Entertainment Magazine

#2,227. The Neighbor (2016)

Posted on the 21 October 2016 by Dvdinfatuation
#2,227. The Neighbor  (2016)
Directed By: Marcus Dunstan
Starring: Josh Stewart, Luke Edwards, Alex Essoe
Tag line: "We all have our secrets"
Trivia: In Germany this film had the added title The Horror is Waiting Next Door
John (Josh Stewart), the main protagonist of writer / director Marcus Dunstan’s 2016 movie The Neighbor, is a decent guy who’s trying to save up so that he and his girlfriend Rosie (Alex Essoe) can retire to a beach in Mexico. But in order to do that, John has to work for his sleaze ball of an Uncle (Skipp Sudduth), whose “profession” is drug trafficking. John and Rosie are but two of several characters in this hard-hitting film that blur the line between hero and villain, and before the movie is over most will do some terrible things to ensure their own survival.
The job is simple: cars roll up to John’s secluded house and pull into a makeshift garage, where he and Rosie grab a bag of money from the trunk and replace it with a “package”. After that, they change the vehicle’s license plate and send the drivers on their way. As it stands, the two lovebirds are days away from having enough cash to make a break for it, and while John knows that his uncle won’t be too happy to see him go, he plans to drop off every cent he owes the old bastard before they skip town.

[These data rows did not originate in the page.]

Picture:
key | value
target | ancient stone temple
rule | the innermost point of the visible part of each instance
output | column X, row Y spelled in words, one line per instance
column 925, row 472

Then John meets Troy (Bill Engvall), his next-door neighbor, who wonders why John was poking around his property earlier that day (while driving back from his Uncle’s, John noticed Troy’s trash can in the middle of the street and, like a good neighbor, brought it to the top of his driveway for him). Based on their short exchange, it’s obvious that, like John and Rosie, Troy has something to hide, and while John would just as soon forget it, a curious Rosie can’t help but peer out the window with her trusty telescope, trying to figure out what Troy and his grown sons Cooper (Luke Edwards) and Harley (Ronnie Gene Blevins) are up to. But when she sees something she shouldn’t have, Rosie finds herself in a world of trouble, and John (who made one last trip to his Uncle’s) returns home to discover that his girlfriend has disappeared without a trace. When he goes looking for her, he’ll uncover more than he ever thought possible.

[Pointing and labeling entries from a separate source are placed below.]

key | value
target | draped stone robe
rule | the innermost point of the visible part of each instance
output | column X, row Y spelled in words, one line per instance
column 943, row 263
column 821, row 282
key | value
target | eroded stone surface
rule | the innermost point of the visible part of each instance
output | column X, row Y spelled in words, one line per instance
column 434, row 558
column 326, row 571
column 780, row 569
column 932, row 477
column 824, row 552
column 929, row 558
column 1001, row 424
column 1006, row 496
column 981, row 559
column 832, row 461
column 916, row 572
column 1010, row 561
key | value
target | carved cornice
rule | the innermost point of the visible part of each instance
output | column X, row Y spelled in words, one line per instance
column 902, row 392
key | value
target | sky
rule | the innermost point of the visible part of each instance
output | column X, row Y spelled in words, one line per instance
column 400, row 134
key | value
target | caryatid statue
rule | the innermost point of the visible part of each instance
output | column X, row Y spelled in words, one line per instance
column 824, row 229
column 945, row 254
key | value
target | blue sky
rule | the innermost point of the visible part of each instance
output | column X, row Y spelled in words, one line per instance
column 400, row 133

Their questionable profession aside, our sympathies lie with John and Rosie throughout The Neighbor, and as things spiral out of control we’re pulling for them the entire time. But, interestingly enough, director Dunstan doesn’t completely demonize Troy or his sons, and despite the horrors that John finds when he first sneaks into their basement, we eventually realize Troy et al are more like John and Rosie than we initially thought. In addition, when the final showdown is underway, each and every character in The Neighbor will do whatever is necessary to make it out alive. For some of them, the realization of what they’re capable of will shake them to their very soul, and even though their life will go on, it will never be the same for them again.
An intense, sometimes shockingly violent motion picture with solid performances all around (especially Alex Essoe, who was also impressive in 2014’s Starry Eyes), The Neighbor is a jarring horror film in which the real terror comes just as much from within as it does the world outside.